Integrative Computational and Statistical Analysis of BARD1 Variants: Insights into Pathogenicity and Cancer Risk Prediction

Abstract

Background:Variants in the BRCA1-associated RING domain protein 1 (BARD1) have been implicated in multiple cancers, including pediatric malignancies. Despite this, the pathogenicity of many BARD1 variants remains unclear.
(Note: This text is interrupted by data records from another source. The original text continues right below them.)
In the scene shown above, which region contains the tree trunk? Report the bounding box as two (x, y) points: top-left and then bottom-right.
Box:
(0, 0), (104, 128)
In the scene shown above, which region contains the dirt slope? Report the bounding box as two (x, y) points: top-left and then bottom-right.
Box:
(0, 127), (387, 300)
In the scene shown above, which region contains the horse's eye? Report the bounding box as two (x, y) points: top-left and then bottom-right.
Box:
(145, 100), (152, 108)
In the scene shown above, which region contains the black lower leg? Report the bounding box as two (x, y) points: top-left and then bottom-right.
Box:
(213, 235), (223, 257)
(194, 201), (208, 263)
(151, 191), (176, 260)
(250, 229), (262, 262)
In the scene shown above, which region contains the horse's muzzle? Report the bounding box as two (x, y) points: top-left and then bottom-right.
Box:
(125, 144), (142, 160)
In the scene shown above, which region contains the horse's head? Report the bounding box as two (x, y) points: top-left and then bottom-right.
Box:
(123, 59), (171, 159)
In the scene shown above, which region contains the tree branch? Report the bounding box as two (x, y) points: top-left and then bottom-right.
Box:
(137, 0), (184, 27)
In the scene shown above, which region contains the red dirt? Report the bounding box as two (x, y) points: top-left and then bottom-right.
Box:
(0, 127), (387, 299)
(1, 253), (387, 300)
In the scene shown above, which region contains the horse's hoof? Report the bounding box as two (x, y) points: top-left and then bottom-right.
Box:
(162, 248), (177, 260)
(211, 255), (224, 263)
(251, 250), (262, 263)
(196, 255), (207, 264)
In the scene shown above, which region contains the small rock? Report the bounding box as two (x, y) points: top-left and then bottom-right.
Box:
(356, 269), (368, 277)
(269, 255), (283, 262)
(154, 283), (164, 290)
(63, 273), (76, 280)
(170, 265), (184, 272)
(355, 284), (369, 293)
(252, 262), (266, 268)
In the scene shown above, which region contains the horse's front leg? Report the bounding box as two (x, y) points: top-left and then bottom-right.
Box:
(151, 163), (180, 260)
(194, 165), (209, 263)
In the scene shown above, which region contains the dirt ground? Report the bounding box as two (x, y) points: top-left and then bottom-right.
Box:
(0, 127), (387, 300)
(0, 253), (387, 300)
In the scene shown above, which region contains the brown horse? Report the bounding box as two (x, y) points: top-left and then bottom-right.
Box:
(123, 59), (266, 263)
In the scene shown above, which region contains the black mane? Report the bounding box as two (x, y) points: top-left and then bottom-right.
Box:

Objective:This study employs integrative computational and statistical approaches to analyze BARD1 variants, aiming to predict their pathogenicity and assess their role in cancer risk among pediatric patients.
Methods:Publicly available datasets, including ClinVar and COSMIC, were mined for BARD1 variants. Bioinformatic tools such as PolyPhen-2, SIFT, and MutationTaster were used for in silico predictions of pathogenicity. Protein structure and function analyses were conducted using I-TASSER and Swiss-Model, while population frequency data were obtained from gnomAD. Statistical analyses were performed to correlate BARD1 variants with clinical outcomes.
Results:Out of 102 BARD1 variants analyzed, 38 were classified as pathogenic based on in silico predictions. Structural modeling revealed significant alterations in the RING domain for several pathogenic variants, correlating with impaired protein-protein interactions. Statistical analysis demonstrated a strong association between specific BARD1 variants and poor clinical outcomes (p < 0.01). Population frequency analysis indicated that certain pathogenic variants are more prevalent in pediatric cancer cohorts compared to general populations.
Conclusion:This study highlights the critical role of BARD1 variants in pediatric oncology, providing a comprehensive framework for future genetic and functional studies. The integration of computational and statistical methods offers a robust approach to predict pathogenicity and assess cancer risk.